Back in SRM, click on Array Managers and then onto Production – StoreVirtual and finally click on Array Pairs and you see, an awesome amount of nothing.  Err Craig what’s going on, I thought I was meant to see Volumes being replicated?

Never fear, hit the Refresh button and click Yes to the Discover Array Pairs operation

Now we should see the Remote Array which is in this case is SSDMG01.  Click Enable

You might have noticed that we you clicked on Enable, it kicked off a load of tasks.  Essentially, SRM is discovering replicated volumes.   Let’s click on Devices and we should now see PR_SATA_TEST01 and PR_SATA_TEST02 being replicated.

Boom, we are cooking on gas now!

TOP TIP: You need to refresh Array Manager devices manually every time you introduce a replicated Volume

Protection Groups

Protection Groups are based on Volumes being replicated.  SRM will automatically look into the Volume and establish which virtual machines are being replicated.  The way I think about it is that all a Protection Group really is, is a replicated Volume.

So we can configure two Protection Groups as we have two replicated Volumes, that should hopefully make sense.

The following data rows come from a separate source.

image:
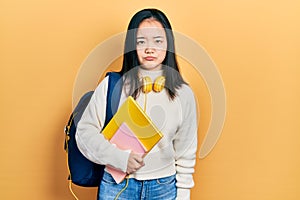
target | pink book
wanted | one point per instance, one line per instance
(125, 139)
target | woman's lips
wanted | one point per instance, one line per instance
(149, 58)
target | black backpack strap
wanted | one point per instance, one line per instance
(114, 91)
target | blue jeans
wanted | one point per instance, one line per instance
(155, 189)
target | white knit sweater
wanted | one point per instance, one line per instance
(175, 153)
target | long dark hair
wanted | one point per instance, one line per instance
(130, 59)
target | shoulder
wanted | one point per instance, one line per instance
(185, 92)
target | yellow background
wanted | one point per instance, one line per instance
(255, 44)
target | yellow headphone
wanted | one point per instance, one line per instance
(157, 86)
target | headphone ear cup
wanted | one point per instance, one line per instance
(146, 84)
(159, 84)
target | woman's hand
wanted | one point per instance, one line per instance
(135, 162)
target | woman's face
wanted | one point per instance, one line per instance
(151, 44)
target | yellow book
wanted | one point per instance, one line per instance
(137, 120)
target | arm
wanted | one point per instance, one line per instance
(90, 141)
(185, 145)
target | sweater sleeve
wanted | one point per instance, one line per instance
(91, 143)
(185, 145)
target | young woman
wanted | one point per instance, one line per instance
(166, 171)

Click on Protection Groups from the left hand menu and then on Create Protection Group

Choose your Protected site, in this case Production (Local) and click Next

Select the Datastore Group which in this case is PR_SATA_TEST01 and you will notice that VMF-TEST01 has automatically been added as a protected VM.

Give the Protection Group a name and description.  Using my creativity I have opted for PG_SATA_TEST01

Click Next and then finally finish.

As always, we now need to repeat the process for PR_SATA_TEST02.  Once done, you will have two Protection Groups like this.

How do we know that what we have done is rock solid? Well if we go onto VMF-ADMIN02 which is our vCenter in DR, we should see VMF-TEST01 and VMF-TEST02 protected by superman, err I mean SRM.

That’s it for this post, in the next one, we are going to get involved with some Recovery Plans!